I’m in a funk and I can’t get out of it. As much as Heather starting college is a new beginning for her, it’s a new beginning for me too, only I don’t know how to begin again. I’ve been Mom to Heather & Abby for the past 18 years. While my job as their mom will never end, it has certainly become less labor intensive. I’ve had new beginnings before in my life, but this one has me stymied. Looking in the mirror this morning, I realized this journey has taken a personal toll on me, physically and mentally. I no longer recognize the person staring back at me in the mirror.
Fear has ruled my life for the past two years. Fear of rejection. Fear of making the wrong decisions. Fear for Heather’s safety and well-being. I imagine myself following Heather with my arms encircling her, creating a perimeter to deflect harm. I am a soldier on guard, anticipating the next threat, but I can no longer guard or protect her, because she is not with me. This is causing me great angst. Fear has me paralyzed.
I have a confession. I have texted Heather so much these past few weeks since she left, she has stopped responding to my texts! When we visited her over Labor Day weekend, she asked if I realized I was texting her, on average, once every three hours. I was only slightly embarrassed. I mean, how else am I supposed to communicate with her?? She should apologize to ME. Had she responded right away, I certainly wouldn’t have felt the need to send more texts! At any rate, my family is now comparing me to Beverly Goldberg from the television show “The Goldbergs.” Heather replaced my picture in her phone with Beverly’s, so now her face pops up whenever I text or call. Eye roll. I promised to do less texting between now and Parents Weekend. Can someone please come and take my phone??

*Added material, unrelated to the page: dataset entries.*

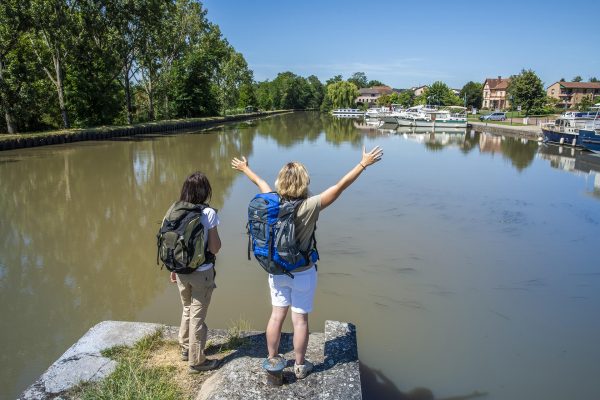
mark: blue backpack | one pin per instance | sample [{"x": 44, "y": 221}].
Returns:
[{"x": 271, "y": 235}]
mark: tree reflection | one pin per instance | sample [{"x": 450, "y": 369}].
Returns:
[
  {"x": 77, "y": 235},
  {"x": 290, "y": 129},
  {"x": 520, "y": 152},
  {"x": 341, "y": 130}
]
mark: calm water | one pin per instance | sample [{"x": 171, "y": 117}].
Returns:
[{"x": 467, "y": 262}]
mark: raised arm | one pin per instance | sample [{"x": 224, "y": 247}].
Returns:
[
  {"x": 242, "y": 165},
  {"x": 330, "y": 195}
]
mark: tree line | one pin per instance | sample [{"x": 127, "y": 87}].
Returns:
[
  {"x": 76, "y": 63},
  {"x": 81, "y": 63}
]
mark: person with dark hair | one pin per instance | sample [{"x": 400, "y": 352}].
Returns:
[
  {"x": 298, "y": 292},
  {"x": 196, "y": 288}
]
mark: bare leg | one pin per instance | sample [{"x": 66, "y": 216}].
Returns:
[
  {"x": 274, "y": 329},
  {"x": 300, "y": 322}
]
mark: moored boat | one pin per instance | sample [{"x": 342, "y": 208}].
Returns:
[
  {"x": 348, "y": 112},
  {"x": 432, "y": 117},
  {"x": 567, "y": 128}
]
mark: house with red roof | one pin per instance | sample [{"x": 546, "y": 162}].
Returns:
[
  {"x": 571, "y": 93},
  {"x": 495, "y": 95}
]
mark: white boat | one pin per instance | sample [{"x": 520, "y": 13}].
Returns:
[
  {"x": 348, "y": 112},
  {"x": 566, "y": 128},
  {"x": 429, "y": 116},
  {"x": 376, "y": 112}
]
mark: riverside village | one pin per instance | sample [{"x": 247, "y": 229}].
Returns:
[{"x": 215, "y": 200}]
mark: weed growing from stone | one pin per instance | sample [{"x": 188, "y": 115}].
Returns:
[
  {"x": 235, "y": 338},
  {"x": 133, "y": 378}
]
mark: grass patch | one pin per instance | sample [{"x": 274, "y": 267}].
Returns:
[
  {"x": 153, "y": 369},
  {"x": 134, "y": 378},
  {"x": 235, "y": 338}
]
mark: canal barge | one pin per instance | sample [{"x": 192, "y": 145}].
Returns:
[
  {"x": 348, "y": 112},
  {"x": 567, "y": 128},
  {"x": 432, "y": 117}
]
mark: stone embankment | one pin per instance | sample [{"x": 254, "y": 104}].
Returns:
[
  {"x": 334, "y": 354},
  {"x": 526, "y": 131},
  {"x": 10, "y": 142}
]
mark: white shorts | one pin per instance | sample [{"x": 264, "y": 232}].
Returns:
[{"x": 298, "y": 292}]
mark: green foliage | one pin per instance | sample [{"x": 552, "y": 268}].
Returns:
[
  {"x": 132, "y": 378},
  {"x": 359, "y": 79},
  {"x": 587, "y": 102},
  {"x": 473, "y": 93},
  {"x": 527, "y": 91},
  {"x": 549, "y": 105},
  {"x": 290, "y": 91},
  {"x": 92, "y": 63},
  {"x": 375, "y": 82},
  {"x": 337, "y": 78},
  {"x": 405, "y": 99},
  {"x": 342, "y": 94},
  {"x": 439, "y": 94}
]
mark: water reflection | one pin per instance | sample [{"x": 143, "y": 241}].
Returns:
[
  {"x": 76, "y": 232},
  {"x": 377, "y": 386},
  {"x": 575, "y": 161}
]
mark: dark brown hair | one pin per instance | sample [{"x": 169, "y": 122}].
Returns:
[{"x": 196, "y": 189}]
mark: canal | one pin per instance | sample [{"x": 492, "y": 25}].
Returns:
[{"x": 467, "y": 261}]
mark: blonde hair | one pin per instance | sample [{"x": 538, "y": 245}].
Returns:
[{"x": 292, "y": 181}]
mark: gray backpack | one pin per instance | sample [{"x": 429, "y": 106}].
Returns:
[{"x": 182, "y": 245}]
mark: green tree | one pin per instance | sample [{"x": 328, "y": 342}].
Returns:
[
  {"x": 342, "y": 94},
  {"x": 263, "y": 95},
  {"x": 13, "y": 23},
  {"x": 337, "y": 78},
  {"x": 52, "y": 39},
  {"x": 95, "y": 94},
  {"x": 317, "y": 92},
  {"x": 359, "y": 79},
  {"x": 439, "y": 94},
  {"x": 587, "y": 102},
  {"x": 472, "y": 92},
  {"x": 527, "y": 90},
  {"x": 375, "y": 82},
  {"x": 385, "y": 99},
  {"x": 406, "y": 98}
]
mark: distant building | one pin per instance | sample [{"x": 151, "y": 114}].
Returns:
[
  {"x": 418, "y": 90},
  {"x": 571, "y": 93},
  {"x": 370, "y": 95},
  {"x": 494, "y": 93}
]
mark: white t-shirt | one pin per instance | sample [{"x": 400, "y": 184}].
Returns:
[{"x": 209, "y": 220}]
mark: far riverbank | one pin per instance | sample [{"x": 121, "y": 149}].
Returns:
[
  {"x": 10, "y": 142},
  {"x": 527, "y": 131}
]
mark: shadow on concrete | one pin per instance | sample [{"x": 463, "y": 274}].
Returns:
[{"x": 377, "y": 386}]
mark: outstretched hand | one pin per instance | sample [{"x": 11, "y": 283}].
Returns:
[
  {"x": 372, "y": 156},
  {"x": 238, "y": 164}
]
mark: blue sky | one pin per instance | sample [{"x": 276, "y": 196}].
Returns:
[{"x": 407, "y": 44}]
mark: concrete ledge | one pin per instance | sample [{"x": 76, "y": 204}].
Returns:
[
  {"x": 529, "y": 131},
  {"x": 334, "y": 354},
  {"x": 83, "y": 362}
]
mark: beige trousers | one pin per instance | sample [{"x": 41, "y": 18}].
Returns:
[{"x": 195, "y": 290}]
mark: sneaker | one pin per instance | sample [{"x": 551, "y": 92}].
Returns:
[
  {"x": 205, "y": 366},
  {"x": 303, "y": 370}
]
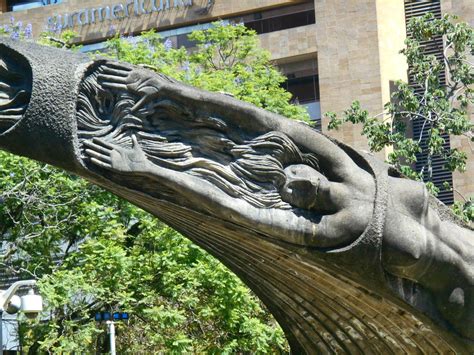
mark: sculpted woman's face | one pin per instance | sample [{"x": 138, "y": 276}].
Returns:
[{"x": 303, "y": 187}]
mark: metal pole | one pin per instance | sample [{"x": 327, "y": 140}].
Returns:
[
  {"x": 1, "y": 331},
  {"x": 111, "y": 326}
]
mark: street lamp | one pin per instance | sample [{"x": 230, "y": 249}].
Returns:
[{"x": 30, "y": 304}]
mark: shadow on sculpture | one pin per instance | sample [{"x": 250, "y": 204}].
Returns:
[{"x": 347, "y": 255}]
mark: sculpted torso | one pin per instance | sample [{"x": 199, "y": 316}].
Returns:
[{"x": 246, "y": 173}]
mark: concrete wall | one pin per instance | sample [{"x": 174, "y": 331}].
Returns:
[
  {"x": 463, "y": 182},
  {"x": 3, "y": 6},
  {"x": 284, "y": 46},
  {"x": 358, "y": 43}
]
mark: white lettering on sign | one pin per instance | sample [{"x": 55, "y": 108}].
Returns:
[{"x": 118, "y": 11}]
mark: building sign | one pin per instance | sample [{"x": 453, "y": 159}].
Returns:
[{"x": 117, "y": 11}]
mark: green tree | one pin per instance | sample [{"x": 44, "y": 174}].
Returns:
[
  {"x": 443, "y": 108},
  {"x": 92, "y": 251}
]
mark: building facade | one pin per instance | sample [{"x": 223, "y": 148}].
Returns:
[{"x": 332, "y": 51}]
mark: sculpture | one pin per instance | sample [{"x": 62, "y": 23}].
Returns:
[{"x": 347, "y": 255}]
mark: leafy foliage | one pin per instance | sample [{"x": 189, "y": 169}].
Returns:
[
  {"x": 227, "y": 59},
  {"x": 443, "y": 108},
  {"x": 92, "y": 251}
]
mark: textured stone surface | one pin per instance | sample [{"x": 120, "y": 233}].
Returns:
[{"x": 347, "y": 256}]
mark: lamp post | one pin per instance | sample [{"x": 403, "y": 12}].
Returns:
[{"x": 30, "y": 304}]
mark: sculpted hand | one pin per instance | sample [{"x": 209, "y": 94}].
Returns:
[
  {"x": 114, "y": 157},
  {"x": 116, "y": 76}
]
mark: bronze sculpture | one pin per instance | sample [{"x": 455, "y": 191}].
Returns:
[{"x": 346, "y": 254}]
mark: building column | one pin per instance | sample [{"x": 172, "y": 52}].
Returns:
[
  {"x": 463, "y": 183},
  {"x": 358, "y": 56},
  {"x": 3, "y": 6}
]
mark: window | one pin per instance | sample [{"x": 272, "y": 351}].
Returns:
[
  {"x": 303, "y": 84},
  {"x": 279, "y": 19},
  {"x": 283, "y": 22}
]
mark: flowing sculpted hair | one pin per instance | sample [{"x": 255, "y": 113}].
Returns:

I’ve read that many parents struggle with grief after their child comes out and transitions. I’ve never used grief to describe my feelings because fear has gripped me since the day she came out. I’ve always related the word grief with death. My child certainly has not died. In many ways, she has just begun to live. Since the very beginning of this journey, my husband has repeated something that resonated with me. He said, “whatever you’re going through, someone always has it worse.” I remember the first time he said it, I was sobbing, and I replied, “what could possibly be worse than this?” He rattled off a few things. Of course, he was right. There are so many worse scenarios we could be experiencing. We are fortunate to have a new beginning, not an ending.
When my babies were born, I created an idyllic image in my head of what each of their lives was going to be like. When your child struggles with their gender identity and changes their gender, all the dreams you have for your child change, and are complicated by the fact that society is not accepting of who your child has become. I no longer see an idyllic life for Heather. And, what I do see frightens me. The political climate right now is downright scary for people who are transgender. Over the next two years, things will change dramatically. Sure, right now she is at a great university that is accepting and affirming of all people. In four years, she will graduate. The world will be her oyster, in theory. She will need to find a job and a place to live. Right now, I am questioning if she will be able to do these two seemingly simple things without being discriminated against?
I no longer recognize the person I see when I look in the mirror. She is weary and tattered, but if I look closely, I can see she’s still got some fight in her. This journey has left me emboldened to advocate on behalf of Heather, and all transgender people. I’m not entirely certain what this will look like in my new beginning, but I’m ready to champion for her rights. Is it through this blog? Maybe. Is it by giving more free mom hugs? Maybe. Is it something else? Perhaps.
For now, I’m going to sit back, breathe deeply, work to overcome my fear, stop texting Heather every three hours, and, most importantly, listen to my heart as it points me in the direction of my new beginning.